3. Johnston BC, Zeraatkar D, Han MA, et al. Unprocessed Red Meat and Processed Meat Consumption: Dietary Guideline Recommendations From the Nutritional Recommendations (NutriRECS) Consortium. Ann Intern Med 2019. DOI: 10.7326/M19-1621.
4. Dyer O. Food fight: controversy over red meat guidelines rumbles on. BMJ 2020;368, doi.org/10.1136/bmj.m397
5. Fleming RM. Chapter 64. The Pathogenesis of Vascular Disease. Textbook of Angiology. John C. Chang Editor, Springer-Verlag New York, NY. 1999, pp. 787-798.

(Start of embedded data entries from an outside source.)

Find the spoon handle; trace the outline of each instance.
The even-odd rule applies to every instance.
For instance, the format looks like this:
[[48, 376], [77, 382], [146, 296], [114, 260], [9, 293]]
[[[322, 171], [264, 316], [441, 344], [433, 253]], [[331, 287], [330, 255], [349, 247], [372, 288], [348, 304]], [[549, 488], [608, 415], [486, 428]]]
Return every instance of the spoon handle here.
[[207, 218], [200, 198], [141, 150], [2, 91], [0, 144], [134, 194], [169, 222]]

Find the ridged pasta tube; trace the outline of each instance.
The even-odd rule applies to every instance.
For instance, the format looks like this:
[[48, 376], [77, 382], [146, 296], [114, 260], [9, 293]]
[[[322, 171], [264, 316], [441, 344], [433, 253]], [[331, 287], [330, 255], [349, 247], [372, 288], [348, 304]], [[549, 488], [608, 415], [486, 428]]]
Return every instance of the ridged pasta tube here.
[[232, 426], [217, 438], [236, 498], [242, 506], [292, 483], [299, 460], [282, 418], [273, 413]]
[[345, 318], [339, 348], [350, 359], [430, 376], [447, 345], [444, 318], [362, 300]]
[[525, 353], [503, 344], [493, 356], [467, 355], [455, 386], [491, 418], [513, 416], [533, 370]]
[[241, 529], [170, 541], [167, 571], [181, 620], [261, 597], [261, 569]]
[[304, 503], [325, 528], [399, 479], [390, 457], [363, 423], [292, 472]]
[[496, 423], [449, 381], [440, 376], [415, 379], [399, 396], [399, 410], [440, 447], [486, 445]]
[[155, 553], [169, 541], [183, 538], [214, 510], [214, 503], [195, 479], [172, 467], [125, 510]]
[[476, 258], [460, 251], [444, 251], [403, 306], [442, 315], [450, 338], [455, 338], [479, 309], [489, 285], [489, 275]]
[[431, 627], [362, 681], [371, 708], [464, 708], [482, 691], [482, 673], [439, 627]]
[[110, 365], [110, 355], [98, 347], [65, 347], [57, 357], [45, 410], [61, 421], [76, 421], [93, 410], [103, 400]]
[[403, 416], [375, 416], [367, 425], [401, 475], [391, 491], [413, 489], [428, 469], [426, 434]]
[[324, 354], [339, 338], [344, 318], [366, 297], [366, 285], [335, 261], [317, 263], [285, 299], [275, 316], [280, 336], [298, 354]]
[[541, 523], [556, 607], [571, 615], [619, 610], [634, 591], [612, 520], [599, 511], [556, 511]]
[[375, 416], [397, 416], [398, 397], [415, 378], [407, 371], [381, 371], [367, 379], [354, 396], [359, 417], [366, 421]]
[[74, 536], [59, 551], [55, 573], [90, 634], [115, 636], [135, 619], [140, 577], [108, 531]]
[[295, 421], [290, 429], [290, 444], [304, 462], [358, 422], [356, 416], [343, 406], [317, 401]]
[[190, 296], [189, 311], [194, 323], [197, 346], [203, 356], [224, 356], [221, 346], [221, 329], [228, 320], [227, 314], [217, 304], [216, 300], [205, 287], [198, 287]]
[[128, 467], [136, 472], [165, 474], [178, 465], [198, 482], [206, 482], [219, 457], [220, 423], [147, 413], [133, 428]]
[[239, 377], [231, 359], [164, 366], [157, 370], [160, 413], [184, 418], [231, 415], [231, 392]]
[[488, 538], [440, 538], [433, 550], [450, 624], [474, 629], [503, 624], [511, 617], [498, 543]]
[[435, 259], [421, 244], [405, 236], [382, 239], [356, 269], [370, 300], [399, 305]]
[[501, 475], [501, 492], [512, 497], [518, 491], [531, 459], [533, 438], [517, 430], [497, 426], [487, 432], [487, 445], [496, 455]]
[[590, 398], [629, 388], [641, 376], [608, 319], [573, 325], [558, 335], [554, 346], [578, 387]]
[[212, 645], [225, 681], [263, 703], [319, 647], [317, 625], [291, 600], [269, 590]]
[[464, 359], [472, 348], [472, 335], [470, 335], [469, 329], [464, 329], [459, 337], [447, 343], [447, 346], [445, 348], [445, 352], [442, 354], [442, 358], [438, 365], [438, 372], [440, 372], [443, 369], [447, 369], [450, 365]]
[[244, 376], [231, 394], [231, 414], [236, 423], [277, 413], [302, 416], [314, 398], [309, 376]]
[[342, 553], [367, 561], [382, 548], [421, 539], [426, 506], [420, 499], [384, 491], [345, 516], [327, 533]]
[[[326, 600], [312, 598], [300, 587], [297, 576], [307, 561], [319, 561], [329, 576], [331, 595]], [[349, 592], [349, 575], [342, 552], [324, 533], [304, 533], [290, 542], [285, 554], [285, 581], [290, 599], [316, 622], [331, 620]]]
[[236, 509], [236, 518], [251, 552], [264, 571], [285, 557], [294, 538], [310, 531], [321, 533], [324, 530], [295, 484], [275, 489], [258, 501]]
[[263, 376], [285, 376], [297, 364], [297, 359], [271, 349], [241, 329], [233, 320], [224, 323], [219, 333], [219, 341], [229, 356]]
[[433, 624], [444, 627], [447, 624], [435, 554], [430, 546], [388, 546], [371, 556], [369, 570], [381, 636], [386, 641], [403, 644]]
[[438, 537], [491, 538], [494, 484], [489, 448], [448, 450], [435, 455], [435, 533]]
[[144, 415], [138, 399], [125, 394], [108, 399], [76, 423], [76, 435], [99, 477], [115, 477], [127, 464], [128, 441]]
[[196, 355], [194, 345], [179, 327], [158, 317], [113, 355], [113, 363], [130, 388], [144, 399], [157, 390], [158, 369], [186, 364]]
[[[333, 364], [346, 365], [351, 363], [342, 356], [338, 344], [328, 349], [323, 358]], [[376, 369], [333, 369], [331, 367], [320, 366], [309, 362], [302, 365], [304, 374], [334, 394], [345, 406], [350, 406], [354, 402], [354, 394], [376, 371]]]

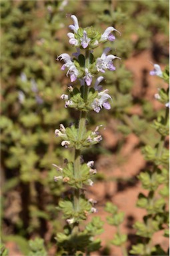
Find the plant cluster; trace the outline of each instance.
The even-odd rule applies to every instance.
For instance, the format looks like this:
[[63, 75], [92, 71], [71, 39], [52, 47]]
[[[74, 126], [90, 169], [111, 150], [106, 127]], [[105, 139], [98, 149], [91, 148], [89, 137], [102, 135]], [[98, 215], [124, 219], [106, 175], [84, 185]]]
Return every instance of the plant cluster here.
[[[113, 41], [115, 37], [113, 31], [117, 31], [113, 27], [107, 27], [103, 34], [97, 32], [93, 27], [83, 29], [79, 27], [77, 18], [71, 15], [74, 24], [69, 26], [73, 33], [67, 34], [69, 43], [77, 47], [77, 52], [72, 54], [73, 57], [67, 53], [63, 53], [57, 57], [57, 60], [63, 60], [62, 70], [68, 69], [67, 75], [70, 76], [71, 82], [79, 80], [79, 85], [69, 85], [69, 95], [62, 95], [61, 99], [65, 100], [65, 107], [73, 107], [80, 111], [78, 122], [72, 123], [71, 127], [65, 128], [60, 125], [55, 133], [62, 139], [61, 145], [66, 148], [73, 149], [74, 157], [67, 161], [64, 168], [54, 165], [59, 176], [55, 176], [55, 181], [62, 180], [71, 188], [69, 195], [59, 201], [59, 208], [63, 213], [67, 225], [65, 227], [64, 234], [57, 234], [57, 241], [61, 255], [83, 255], [100, 248], [99, 239], [94, 240], [93, 237], [102, 231], [102, 221], [99, 217], [93, 218], [84, 229], [81, 228], [82, 221], [87, 219], [90, 213], [96, 213], [94, 205], [97, 203], [92, 199], [87, 199], [85, 193], [85, 185], [93, 185], [93, 176], [97, 173], [94, 169], [93, 160], [84, 163], [82, 151], [99, 143], [101, 136], [99, 134], [99, 127], [95, 131], [87, 130], [87, 115], [93, 110], [99, 113], [103, 107], [110, 109], [109, 102], [111, 96], [107, 89], [103, 89], [99, 83], [103, 77], [99, 76], [93, 86], [93, 78], [98, 72], [105, 73], [106, 69], [115, 71], [115, 67], [113, 61], [119, 57], [111, 54], [107, 55], [110, 48], [107, 47], [101, 57], [95, 58], [93, 49], [98, 47], [100, 43], [107, 40]], [[118, 32], [118, 31], [117, 31]]]
[[[153, 110], [152, 105], [145, 98], [144, 89], [142, 97], [133, 97], [132, 73], [125, 68], [124, 61], [119, 61], [117, 56], [121, 56], [123, 60], [149, 49], [158, 63], [166, 63], [168, 7], [169, 2], [166, 0], [1, 1], [0, 127], [4, 243], [14, 241], [24, 255], [27, 255], [29, 251], [35, 255], [45, 255], [48, 253], [45, 253], [41, 239], [35, 241], [33, 244], [31, 243], [30, 246], [28, 239], [35, 235], [45, 238], [48, 250], [51, 243], [54, 243], [54, 236], [57, 233], [60, 253], [65, 251], [65, 246], [72, 250], [71, 244], [76, 243], [78, 238], [77, 236], [75, 237], [76, 239], [73, 238], [70, 227], [76, 226], [81, 219], [85, 219], [89, 213], [96, 211], [94, 202], [87, 202], [83, 195], [84, 185], [92, 185], [94, 180], [97, 181], [101, 177], [89, 155], [92, 152], [93, 157], [97, 159], [100, 154], [111, 154], [108, 149], [102, 149], [103, 141], [99, 134], [101, 119], [105, 125], [105, 122], [109, 123], [114, 118], [115, 132], [125, 135], [119, 140], [115, 149], [115, 155], [119, 157], [122, 158], [119, 155], [119, 149], [123, 147], [124, 138], [127, 134], [133, 133], [139, 137], [139, 146], [147, 145], [143, 152], [149, 162], [154, 161], [156, 171], [147, 170], [143, 174], [144, 177], [140, 177], [143, 175], [142, 173], [139, 177], [142, 184], [145, 183], [143, 179], [147, 179], [147, 175], [157, 181], [152, 186], [153, 195], [149, 192], [148, 195], [144, 195], [145, 198], [140, 197], [143, 201], [147, 200], [148, 202], [150, 197], [155, 200], [161, 183], [164, 182], [163, 179], [167, 175], [166, 149], [163, 151], [163, 157], [153, 157], [157, 152], [157, 148], [155, 147], [155, 137], [159, 139], [160, 134], [166, 137], [167, 133], [165, 117], [161, 117], [162, 109], [157, 113]], [[86, 29], [78, 27], [78, 22], [73, 17], [74, 25], [70, 26], [72, 31], [68, 33], [69, 43], [65, 35], [68, 32], [66, 25], [69, 19], [65, 19], [65, 15], [73, 13]], [[103, 24], [107, 25], [109, 29], [105, 30]], [[119, 28], [123, 35], [119, 36], [119, 40], [115, 40], [115, 35], [119, 35], [119, 32], [113, 26]], [[105, 32], [101, 33], [99, 31], [102, 29]], [[114, 35], [110, 33], [113, 29]], [[157, 40], [157, 35], [161, 37], [161, 41]], [[113, 41], [113, 43], [110, 42]], [[105, 43], [105, 51], [102, 43]], [[73, 47], [77, 48], [77, 52], [71, 55]], [[112, 55], [111, 53], [115, 53], [115, 49], [116, 56]], [[61, 52], [67, 52], [58, 57], [63, 61], [62, 69], [67, 70], [67, 77], [63, 70], [57, 69], [59, 64], [56, 64], [56, 54], [59, 55]], [[110, 71], [115, 69], [112, 60], [116, 61], [117, 67], [113, 73]], [[155, 67], [155, 72], [157, 67]], [[99, 72], [100, 75], [105, 73], [105, 79], [100, 75], [94, 81], [93, 78]], [[161, 74], [160, 70], [159, 72]], [[165, 73], [163, 74], [165, 79]], [[70, 81], [73, 85], [69, 85], [67, 87]], [[79, 87], [75, 86], [77, 83], [80, 83]], [[103, 89], [101, 83], [103, 87], [107, 85], [107, 89]], [[68, 92], [63, 94], [63, 89], [67, 88]], [[155, 97], [163, 104], [168, 102], [165, 89], [161, 89]], [[61, 99], [65, 101], [65, 108], [63, 107]], [[133, 115], [131, 111], [133, 107], [137, 105], [141, 107], [139, 116]], [[109, 111], [101, 111], [102, 108], [109, 109]], [[84, 123], [81, 123], [81, 135], [76, 139], [79, 128], [79, 122], [75, 122], [75, 119], [79, 118], [79, 111], [82, 113], [81, 120], [83, 119]], [[85, 122], [89, 111], [91, 115]], [[154, 121], [153, 125], [150, 125], [157, 116], [160, 117]], [[70, 125], [71, 122], [73, 124]], [[88, 125], [89, 131], [85, 123], [85, 125]], [[71, 149], [62, 149], [59, 139], [55, 139], [53, 131], [56, 127], [59, 129], [55, 130], [55, 135], [61, 139], [62, 146]], [[91, 147], [93, 145], [95, 147]], [[69, 163], [65, 160], [62, 168], [55, 164], [51, 165], [60, 162], [61, 157], [71, 159], [73, 147], [77, 153], [83, 149], [87, 162], [85, 163], [80, 157], [82, 168], [80, 176], [77, 177], [74, 173], [74, 159]], [[58, 174], [56, 174], [56, 169]], [[54, 181], [54, 177], [57, 182]], [[105, 173], [102, 174], [102, 177], [107, 179]], [[149, 190], [147, 182], [147, 179], [145, 185], [143, 185]], [[83, 208], [85, 205], [87, 213], [81, 211], [79, 212], [80, 217], [75, 216], [73, 204], [71, 205], [69, 203], [75, 198], [74, 193], [70, 193], [70, 186], [73, 191], [79, 190]], [[163, 193], [165, 191], [166, 193], [167, 186], [165, 187]], [[65, 198], [65, 202], [71, 210], [69, 213], [67, 206], [65, 208], [60, 199], [65, 195], [68, 197]], [[165, 201], [163, 203], [162, 198], [157, 203], [161, 203], [161, 208], [164, 211]], [[58, 204], [59, 207], [56, 209], [55, 205]], [[141, 203], [139, 202], [139, 206], [141, 207]], [[7, 211], [8, 209], [11, 211]], [[61, 231], [61, 209], [69, 220], [64, 233]], [[151, 215], [150, 210], [147, 209], [147, 211], [149, 215]], [[119, 211], [114, 215], [117, 214], [119, 215]], [[156, 216], [156, 213], [154, 214]], [[163, 218], [162, 213], [159, 215]], [[155, 216], [157, 221], [158, 217]], [[167, 221], [165, 216], [159, 223], [160, 227], [163, 226], [163, 221], [164, 225]], [[71, 224], [73, 219], [76, 221]], [[102, 222], [95, 217], [82, 231], [82, 236], [79, 237], [83, 241], [81, 248], [75, 249], [78, 251], [82, 247], [85, 249], [87, 244], [88, 251], [99, 248], [100, 241], [98, 239], [91, 241], [91, 239], [101, 231]], [[46, 236], [47, 233], [50, 235]], [[147, 247], [151, 249], [151, 239], [145, 237], [144, 240], [149, 245], [143, 250]], [[143, 242], [141, 241], [140, 243]], [[123, 240], [121, 246], [124, 244]], [[7, 255], [7, 250], [3, 246], [1, 248], [1, 253], [3, 256]]]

6. Fleming RM, Harrington GM. What is the Relationship between Myocardial Perfusion Imaging and Coronary Artery Disease Risk Factors and Markers of Inflammation? Angiology 2008;59:16-25.
7. Fleming RM, Fleming MR, Dooley WC, Chaudhuri TK. Invited Editorial. The Importance of Differentiating Between Qualitative, Semi-Quantitative and Quantitative Imaging – Close Only Counts in Horseshoes. Eur J Nucl Med Mol Imaging. DOI:10.1007/s00259-019-04668-y. Published online 17 January 2020 https://link.springer.com/article/10.1007/s00259-019-04668-y
Disclosures: FMTVDM issued to first author. First author, authored the "Inflammation and Heart Disease" Theory.